Il 19 agosto 2011 si spegneva a Bergamo Giulia Gabrieli, una ragazza semplice e solare. Aveva solo quattordici anni quando le fu diagnosticato un sarcoma aggressivo, ma la malattia non riuscì mai a spegnere la sua forza interiore. Giulia affrontò ogni giorno con un coraggio sorprendente, continuando a studiare, a scrivere, a coltivare sogni e relazioni.

Sostenne gli esami di terza media da casa, preparando una tesina appassionata sulla guerra, la Shoah e Guernica di Picasso. Amava le parole e la loro capacità di raccontare la vita: per i suoi testi ricevette due premi, segno di un talento limpido e precoce. Per lei la malattia era “un’avventura”, e i medici i suoi “supereroi”, compagni di un viaggio difficile ma mai vissuto con paura.

Un momento decisivo del suo cammino spirituale avvenne nella Basilica di Sant’Antonio a Padova, dove un incontro inatteso le restituì pace e speranza. La fede divenne per Giulia una sorgente inesauribile: partecipò a due pellegrinaggi a Medjugorje e recitava ogni giorno il Rosario, affidando a Dio le sue fragilità e i suoi desideri.

Dopo la sua morte, la testimonianza di Giulia ha continuato a generare bene.

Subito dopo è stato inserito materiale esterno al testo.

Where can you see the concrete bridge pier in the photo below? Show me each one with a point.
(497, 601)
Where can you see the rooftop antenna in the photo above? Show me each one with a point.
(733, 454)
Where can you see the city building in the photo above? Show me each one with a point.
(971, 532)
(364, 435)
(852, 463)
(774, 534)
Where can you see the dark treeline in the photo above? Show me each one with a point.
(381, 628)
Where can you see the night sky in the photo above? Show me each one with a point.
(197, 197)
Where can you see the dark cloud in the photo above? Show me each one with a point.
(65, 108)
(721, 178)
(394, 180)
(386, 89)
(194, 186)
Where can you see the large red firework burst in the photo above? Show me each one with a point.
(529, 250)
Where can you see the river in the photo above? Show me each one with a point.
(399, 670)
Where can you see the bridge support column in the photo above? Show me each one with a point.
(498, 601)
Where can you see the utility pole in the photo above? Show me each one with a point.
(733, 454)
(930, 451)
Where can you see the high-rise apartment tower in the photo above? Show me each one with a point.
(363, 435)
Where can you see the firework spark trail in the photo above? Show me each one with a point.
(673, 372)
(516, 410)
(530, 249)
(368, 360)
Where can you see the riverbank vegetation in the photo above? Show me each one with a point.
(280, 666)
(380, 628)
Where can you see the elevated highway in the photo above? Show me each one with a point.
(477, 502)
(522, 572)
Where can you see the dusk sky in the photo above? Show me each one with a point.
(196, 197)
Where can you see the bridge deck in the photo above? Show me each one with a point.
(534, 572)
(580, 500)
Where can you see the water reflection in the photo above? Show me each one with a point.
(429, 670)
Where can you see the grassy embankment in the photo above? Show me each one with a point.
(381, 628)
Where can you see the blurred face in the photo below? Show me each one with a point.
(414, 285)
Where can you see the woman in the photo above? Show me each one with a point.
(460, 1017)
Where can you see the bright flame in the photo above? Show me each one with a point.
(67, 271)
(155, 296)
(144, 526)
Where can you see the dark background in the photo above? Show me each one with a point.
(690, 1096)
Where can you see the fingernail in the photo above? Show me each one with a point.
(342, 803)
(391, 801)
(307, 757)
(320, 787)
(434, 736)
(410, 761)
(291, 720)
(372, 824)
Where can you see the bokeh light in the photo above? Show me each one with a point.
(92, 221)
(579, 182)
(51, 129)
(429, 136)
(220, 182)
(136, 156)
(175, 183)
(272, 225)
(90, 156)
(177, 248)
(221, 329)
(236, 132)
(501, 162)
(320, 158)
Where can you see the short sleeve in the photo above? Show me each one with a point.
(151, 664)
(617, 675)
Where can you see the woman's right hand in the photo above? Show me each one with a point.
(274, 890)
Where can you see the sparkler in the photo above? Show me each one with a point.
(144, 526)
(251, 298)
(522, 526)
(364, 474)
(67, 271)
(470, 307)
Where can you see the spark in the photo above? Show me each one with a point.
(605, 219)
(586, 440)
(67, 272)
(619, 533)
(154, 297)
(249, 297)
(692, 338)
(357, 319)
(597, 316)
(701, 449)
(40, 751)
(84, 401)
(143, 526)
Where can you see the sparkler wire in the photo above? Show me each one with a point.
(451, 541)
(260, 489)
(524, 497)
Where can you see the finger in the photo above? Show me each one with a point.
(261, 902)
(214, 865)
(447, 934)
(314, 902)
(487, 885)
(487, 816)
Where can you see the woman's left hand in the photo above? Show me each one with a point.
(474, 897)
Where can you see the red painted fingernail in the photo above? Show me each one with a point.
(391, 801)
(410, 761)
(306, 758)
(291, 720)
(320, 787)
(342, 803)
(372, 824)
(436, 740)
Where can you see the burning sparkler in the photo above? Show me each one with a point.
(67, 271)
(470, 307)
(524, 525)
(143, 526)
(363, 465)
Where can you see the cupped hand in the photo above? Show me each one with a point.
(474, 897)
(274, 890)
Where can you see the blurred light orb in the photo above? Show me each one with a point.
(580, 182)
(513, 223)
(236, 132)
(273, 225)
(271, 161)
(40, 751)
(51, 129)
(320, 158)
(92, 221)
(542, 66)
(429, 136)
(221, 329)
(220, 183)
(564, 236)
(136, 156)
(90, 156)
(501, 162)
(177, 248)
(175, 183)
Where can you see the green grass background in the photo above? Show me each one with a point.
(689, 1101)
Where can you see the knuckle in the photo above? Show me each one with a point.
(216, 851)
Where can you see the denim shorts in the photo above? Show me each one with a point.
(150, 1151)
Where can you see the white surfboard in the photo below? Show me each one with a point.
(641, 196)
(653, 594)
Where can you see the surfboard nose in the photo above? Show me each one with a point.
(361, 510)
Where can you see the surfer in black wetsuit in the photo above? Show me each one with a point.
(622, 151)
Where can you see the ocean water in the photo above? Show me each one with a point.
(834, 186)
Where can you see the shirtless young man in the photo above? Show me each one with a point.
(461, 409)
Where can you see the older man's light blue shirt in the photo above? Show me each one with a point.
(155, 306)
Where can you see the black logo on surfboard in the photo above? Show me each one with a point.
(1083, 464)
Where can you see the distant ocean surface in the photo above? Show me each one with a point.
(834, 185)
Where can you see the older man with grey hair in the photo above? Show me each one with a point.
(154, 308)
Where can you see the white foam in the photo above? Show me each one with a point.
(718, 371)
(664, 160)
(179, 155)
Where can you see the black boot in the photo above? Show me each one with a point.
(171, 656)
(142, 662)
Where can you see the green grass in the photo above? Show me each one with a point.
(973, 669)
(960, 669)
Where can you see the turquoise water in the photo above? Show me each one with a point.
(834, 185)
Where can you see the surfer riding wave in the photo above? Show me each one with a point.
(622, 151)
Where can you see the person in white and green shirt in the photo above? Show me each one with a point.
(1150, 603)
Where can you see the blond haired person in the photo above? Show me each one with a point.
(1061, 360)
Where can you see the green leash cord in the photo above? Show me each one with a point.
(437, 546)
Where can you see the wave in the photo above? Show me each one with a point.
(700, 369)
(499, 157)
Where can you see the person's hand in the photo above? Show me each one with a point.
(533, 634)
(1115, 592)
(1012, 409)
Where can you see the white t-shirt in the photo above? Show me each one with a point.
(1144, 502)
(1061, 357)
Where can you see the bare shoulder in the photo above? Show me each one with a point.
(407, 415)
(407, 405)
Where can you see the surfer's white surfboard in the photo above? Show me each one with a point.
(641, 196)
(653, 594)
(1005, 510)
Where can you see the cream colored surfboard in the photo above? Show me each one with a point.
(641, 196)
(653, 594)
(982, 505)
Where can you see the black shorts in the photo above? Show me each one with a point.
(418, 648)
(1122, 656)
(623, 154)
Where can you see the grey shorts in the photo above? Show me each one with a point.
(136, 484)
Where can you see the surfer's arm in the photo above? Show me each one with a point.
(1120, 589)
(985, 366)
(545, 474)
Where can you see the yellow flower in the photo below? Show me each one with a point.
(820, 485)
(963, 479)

È nata l’Associazione conGiulia Onlus, impegnata a sostenere i giovani malati e a diffondere il suo messaggio di fiducia e amore per la vita. Il 7 aprile 2019 la Chiesa ha avviato il processo di beatificazione, proclamandola Serva di Dio.

Giulia Gabrieli rimane oggi un esempio per tutti: una ragazza che, nella prova più dura, ha saputo mostrare la bellezza di una fede semplice e ardente, capace di trasformare il dolore in dono e la fragilità in testimonianza.